As the Velux 5 Oceans boats struggle to get past Portugal, so two different tactics are coming into play - as a depression moves slowly southeast from its position over the Azores, so the lead duo of Pole Zbigniew Gutkowski on Operon Racing and race favourite American Brad van Liew on Le Pingouin have been forging west while Britain's Chris Stanmore-Major has been hugging the Portugese coast, taking the light winds on the chin with the potential benefit of sailing a much shorter course.
Former Clipper Round the World Yacht Race skipper Stanmore-Major reported yesterday: “It’s fine, no problem at all. I’m making myself comfortable, there’s of little housekeeping jobs I should be doing but I’m enjoying trimming the boat and also dealing with some of the mechanical issues I’ve had. I’m feeling very comfortable, very much at home.”
But after 72 hours of racing, the enormity of the challenge ahead of CSM is starting to sink in. “I think it is something when you step off Cape Finisterre and into the Atlantic you do start to realise ‘wow, I’ve got a long way to go’. Last time I did that it was just to Brazil, which felt a long way. This time I’m going to knock the corner at the edge of Brazil and then dive off towards Cape Town, which feels like a very long way away. This kind of stuff is all about taking each day at a time, each trip on deck at a time, each sail change at a time. Just deal with each individual step and in the end you’ll be at the top of the mountain.”
Yesterday his tactics saw him pick up to second place but this morning he is down to third with race leader Zbigniew Gutkowskinow 91 miles ahead in terms of DTF.
“I am actually feeling happy,” CSM added. “It’s one of those things where there is a big mix of emotions for the first couple of days. You’ve got to go through the process of tearing yourself away from all the things you are used to – your family, your friends, loved ones, home comforts. There is a change that occurs, certainly at an emotional level. That’s a normal process for any kind of voyaging whether you are a blue water cruiser or merchant seaman or whoever. Departing the land is physical and emotional and I am very aware of that and I realise it is a natural part of leaving on a big journey. It certainly feels like I’m through that now and I’m enjoying the sailing and the racing. I’ve got the Banana Boat to catch so that’s something to look forward to.”
Out in front is American ocean racer Brad Van Liew, who has been struggling with a cold and lack of sleep since starting the race on Sunday. “It is definitely a bit strange, getting back in the groove after so long away from solo racing,” he said, “but lots of work aboard keeps my mind off shore side life, and things will settle in soon. Looking forward to being more at home out here!”

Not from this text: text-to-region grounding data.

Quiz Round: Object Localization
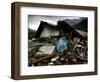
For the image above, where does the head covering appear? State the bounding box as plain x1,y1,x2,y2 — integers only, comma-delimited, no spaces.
56,36,67,53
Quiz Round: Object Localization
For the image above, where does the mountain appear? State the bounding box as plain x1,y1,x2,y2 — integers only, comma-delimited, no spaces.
58,17,88,32
73,18,88,32
63,17,86,26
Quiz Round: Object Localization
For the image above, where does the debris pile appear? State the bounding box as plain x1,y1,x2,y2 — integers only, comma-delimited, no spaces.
28,20,88,66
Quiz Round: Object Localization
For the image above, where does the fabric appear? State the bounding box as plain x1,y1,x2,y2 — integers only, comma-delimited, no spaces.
57,36,67,53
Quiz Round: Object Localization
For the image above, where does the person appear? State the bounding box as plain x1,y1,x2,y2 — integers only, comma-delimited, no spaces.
56,35,68,54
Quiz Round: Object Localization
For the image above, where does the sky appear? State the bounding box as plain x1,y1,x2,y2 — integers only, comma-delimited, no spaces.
28,15,83,31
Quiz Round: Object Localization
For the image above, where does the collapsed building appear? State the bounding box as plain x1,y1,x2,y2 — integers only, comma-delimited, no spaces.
28,19,88,66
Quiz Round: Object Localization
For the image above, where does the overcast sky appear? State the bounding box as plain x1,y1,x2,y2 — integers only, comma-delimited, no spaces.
28,15,83,31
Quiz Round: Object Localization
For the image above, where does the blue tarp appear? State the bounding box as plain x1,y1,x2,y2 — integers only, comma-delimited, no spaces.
56,36,68,53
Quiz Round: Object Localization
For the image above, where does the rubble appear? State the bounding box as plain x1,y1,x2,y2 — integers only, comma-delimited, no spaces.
28,20,88,66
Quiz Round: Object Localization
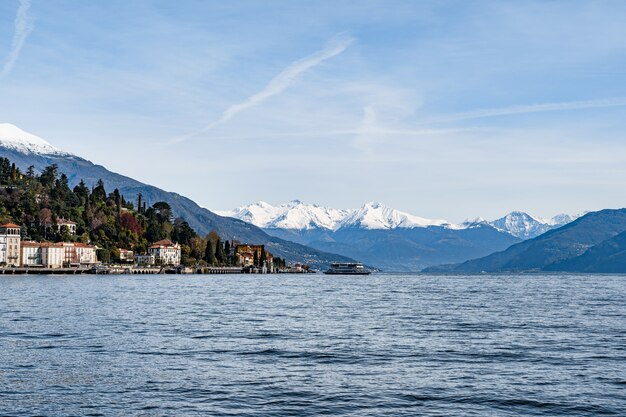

Polish racer Gutek and Canadian Derek Hatfield have been pushing hard as the fleet move out of the Bay of Biscay and into the Atlantic. Lack of sleep is taking its toll on Derek, currently in fourth place. “All is well aboard though I am frustrated with my position as you might expect,” he said. “I have been unable to sleep since the start and it has affected my sailing and decision making. The light air is more frustrating than any other because you have to concentrate so much more.”
Belgian ocean racer Christophe Bullens is due to restart the race in the next couple of days after returning to La Rochelle to complete final preparations. Christophe had to sail a 48-hour qualification passage on his new Eco 60 Five Oceans of Smiles too after his previous yacht was dismasted en route to La Rochelle two weeks before the start of the race.
Weather-wise the westbound boats are likely to have to sail within 150 miles of the Azores if they are to skirt around to the favourable west side of the depression, or a further 160-170 miles of sailing west for the Polish race leader, although with the system moving gradually southeast they will be able to cut the corner tonight putting them into a favourable band of 25-30 knot northeasterlies to propel them south. Generally 'getting west' is a struggle on this race course, so Gutkowski and van Liew will benefit in the long term from having made this move early.
As to the fate of CSM - he looks set to be dogged by light winds and it won't be until tomorrow afternoon that the wind fills in from the north for him. By then the leaders will have done a horizon job.